Donker, dat was ‘The fuzz’ zeker, maar dat maakte de momenten waarop Siggelkow soeverein door de wolken brak des te magischer – zie  ‘All this time’ en ‘What a mess!’, één van de zeldzame songs zijn uitroepteken waardig. Voeg daarbij de zoete gelatenheid van ‘Frostbite’ en de fantastische synthesizer-roetsjbaan die ‘The drain’ heet, en je hebt de reden waarom wij reikhalzend uitkeken naar Ellis’ debuutplaat ‘Born again’ – én de reden waarom die niet opnieuw in eigen beheer uitkomt, maar bij Fat Possum.

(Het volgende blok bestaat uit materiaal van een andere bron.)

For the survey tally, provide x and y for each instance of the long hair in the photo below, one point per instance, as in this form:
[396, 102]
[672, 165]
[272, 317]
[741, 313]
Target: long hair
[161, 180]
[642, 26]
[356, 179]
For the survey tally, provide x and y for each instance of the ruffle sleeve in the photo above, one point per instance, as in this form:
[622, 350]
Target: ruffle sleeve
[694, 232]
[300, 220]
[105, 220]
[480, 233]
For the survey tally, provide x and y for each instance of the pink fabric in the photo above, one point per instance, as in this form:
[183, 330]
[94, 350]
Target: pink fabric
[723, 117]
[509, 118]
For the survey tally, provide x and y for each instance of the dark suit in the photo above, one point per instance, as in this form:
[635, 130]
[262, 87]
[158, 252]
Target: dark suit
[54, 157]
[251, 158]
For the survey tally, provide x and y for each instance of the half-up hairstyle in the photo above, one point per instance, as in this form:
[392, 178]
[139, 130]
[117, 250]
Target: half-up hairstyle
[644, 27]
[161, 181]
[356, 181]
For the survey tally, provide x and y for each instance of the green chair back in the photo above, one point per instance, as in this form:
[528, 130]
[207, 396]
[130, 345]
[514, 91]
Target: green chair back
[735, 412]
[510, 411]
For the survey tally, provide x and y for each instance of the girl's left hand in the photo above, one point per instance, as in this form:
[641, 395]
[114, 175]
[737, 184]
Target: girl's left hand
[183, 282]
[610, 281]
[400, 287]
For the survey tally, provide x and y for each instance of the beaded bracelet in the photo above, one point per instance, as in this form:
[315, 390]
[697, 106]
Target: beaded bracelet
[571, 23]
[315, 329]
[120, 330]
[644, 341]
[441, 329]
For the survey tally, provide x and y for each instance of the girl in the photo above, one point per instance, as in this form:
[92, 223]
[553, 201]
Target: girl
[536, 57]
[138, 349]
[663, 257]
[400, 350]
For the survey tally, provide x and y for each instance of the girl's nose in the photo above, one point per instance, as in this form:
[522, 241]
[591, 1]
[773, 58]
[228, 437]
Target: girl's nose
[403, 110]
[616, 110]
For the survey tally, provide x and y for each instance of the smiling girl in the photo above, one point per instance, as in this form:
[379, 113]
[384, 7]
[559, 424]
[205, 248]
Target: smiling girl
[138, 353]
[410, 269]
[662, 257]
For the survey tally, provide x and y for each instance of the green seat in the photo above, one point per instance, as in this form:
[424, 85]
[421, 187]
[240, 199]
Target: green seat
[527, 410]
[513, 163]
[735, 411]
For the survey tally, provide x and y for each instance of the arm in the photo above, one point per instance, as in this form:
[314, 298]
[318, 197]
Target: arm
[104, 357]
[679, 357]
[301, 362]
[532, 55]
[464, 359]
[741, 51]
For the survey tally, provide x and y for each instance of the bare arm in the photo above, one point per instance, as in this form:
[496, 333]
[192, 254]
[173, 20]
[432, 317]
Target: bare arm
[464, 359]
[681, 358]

Waar de zang op ‘The fuzz’ nog als aquarelverf vermengde met de instrumentatie, worden de grenzen op ‘Born again’ meer absoluut gesteld middels een kundige productie. Dat heeft als kwalijke gevolg dat het spannende, het kolkende van eerdere songs hier zo goed als verdwenen is. Dichtst in de buurt komt een uitstekend ‘Saturn return’, maar in ‘Zhuangzi’s dream’ en ‘Into the trees’ kunnen we ons niet van de indruk ontdoen dat de uitbarstingen gecontroleerd klinken, een tikje berekend zelfs. De drumcomputer in het titelnummer is dan weer een afschaduwing van de trommelende gevaartes die we onderhand gewoon waren.

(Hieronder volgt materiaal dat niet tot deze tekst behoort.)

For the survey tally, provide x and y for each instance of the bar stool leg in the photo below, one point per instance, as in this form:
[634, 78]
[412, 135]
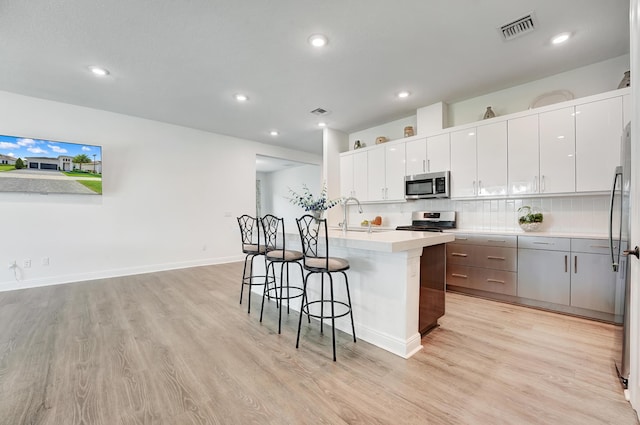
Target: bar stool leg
[353, 327]
[333, 318]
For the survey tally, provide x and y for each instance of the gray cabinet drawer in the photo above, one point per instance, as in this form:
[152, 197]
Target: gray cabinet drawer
[592, 246]
[497, 281]
[542, 242]
[482, 256]
[486, 240]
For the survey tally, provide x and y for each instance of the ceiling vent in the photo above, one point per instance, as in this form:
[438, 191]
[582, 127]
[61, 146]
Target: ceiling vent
[520, 26]
[319, 112]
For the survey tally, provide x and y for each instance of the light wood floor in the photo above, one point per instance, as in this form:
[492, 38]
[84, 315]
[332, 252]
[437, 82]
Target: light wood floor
[176, 348]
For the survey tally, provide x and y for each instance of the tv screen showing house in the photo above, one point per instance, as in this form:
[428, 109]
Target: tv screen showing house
[48, 166]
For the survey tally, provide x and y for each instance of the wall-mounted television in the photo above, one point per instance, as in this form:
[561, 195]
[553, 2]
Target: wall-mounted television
[48, 166]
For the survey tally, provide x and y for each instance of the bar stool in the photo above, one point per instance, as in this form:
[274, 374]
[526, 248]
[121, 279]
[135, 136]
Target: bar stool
[252, 247]
[277, 253]
[316, 260]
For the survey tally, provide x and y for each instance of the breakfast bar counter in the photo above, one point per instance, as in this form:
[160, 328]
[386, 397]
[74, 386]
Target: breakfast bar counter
[384, 280]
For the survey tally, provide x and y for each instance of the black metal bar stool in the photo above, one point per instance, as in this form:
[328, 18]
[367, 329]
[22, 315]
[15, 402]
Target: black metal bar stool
[277, 253]
[316, 260]
[253, 247]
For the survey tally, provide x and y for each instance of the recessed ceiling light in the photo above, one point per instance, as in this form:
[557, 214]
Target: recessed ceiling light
[241, 97]
[100, 72]
[560, 38]
[318, 40]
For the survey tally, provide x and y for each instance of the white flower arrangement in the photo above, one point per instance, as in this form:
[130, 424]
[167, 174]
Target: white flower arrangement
[308, 202]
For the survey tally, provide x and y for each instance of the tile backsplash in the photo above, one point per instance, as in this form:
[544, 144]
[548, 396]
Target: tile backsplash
[568, 214]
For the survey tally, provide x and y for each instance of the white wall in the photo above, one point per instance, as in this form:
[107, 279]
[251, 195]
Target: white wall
[276, 191]
[171, 197]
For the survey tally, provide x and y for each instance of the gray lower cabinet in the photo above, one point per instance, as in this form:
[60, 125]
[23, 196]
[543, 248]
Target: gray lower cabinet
[544, 276]
[568, 272]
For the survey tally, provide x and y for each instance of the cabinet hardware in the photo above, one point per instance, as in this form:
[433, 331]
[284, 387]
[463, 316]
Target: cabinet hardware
[635, 251]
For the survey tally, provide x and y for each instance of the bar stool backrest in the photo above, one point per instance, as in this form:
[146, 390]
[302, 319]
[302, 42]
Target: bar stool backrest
[249, 232]
[311, 230]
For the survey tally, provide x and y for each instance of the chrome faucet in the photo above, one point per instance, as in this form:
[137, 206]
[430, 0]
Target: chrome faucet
[344, 202]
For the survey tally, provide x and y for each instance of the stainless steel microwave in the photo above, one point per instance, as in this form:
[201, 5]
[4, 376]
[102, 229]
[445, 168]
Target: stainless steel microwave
[425, 186]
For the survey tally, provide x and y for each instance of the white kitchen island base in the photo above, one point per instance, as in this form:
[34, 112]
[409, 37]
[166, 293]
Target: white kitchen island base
[384, 280]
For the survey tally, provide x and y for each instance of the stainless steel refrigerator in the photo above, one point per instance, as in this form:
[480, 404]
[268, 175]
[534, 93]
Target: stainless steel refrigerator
[619, 229]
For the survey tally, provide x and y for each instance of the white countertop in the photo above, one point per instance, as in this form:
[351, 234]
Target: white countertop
[542, 233]
[387, 241]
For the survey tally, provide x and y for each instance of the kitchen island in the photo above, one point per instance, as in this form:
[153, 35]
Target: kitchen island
[384, 280]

Die kundige productie heeft echter één groot pluspunt, en dat is dat de doorleefde pracht van Sikkelkows zanglijnen volledig op de voorgrond mag treden. Een geut galm eronder, en je krijgt bovendien dat heerlijke gevoel van nachtelijke leegte waar zoveel Mazzy Star-songs in baden. Een mooi ‘Pringle Creek’ ontluikt als een luie spaarlamp, terwijl ‘Embarrassing’ met zoveel urgentie van wal steekt dat wij zelfs geen “trein halen” meer konden murmelen. Tot slot kunnen we ons niet meer herinneren wanneer we voor het laatst een song met zoveel dromerige peis en vree hebben horen invallen als ‘Fall apart’ doet. Of toch: de oorstrelende single ‘Something blue’, die tamelijk onverklaarbaar geen aansluiting vond bij dit halfuur durend album.

‘Born again’ klinkt meer uitgedacht dan ‘The fuzz’. Dat gaat soms ten koste van de spanning, maar Ellis weet nog steeds prachtige liedjes te scheppen die de einder doen opgloeien en nieuwe sterrenbeelden aan het firmament toveren. Enfin, droompop.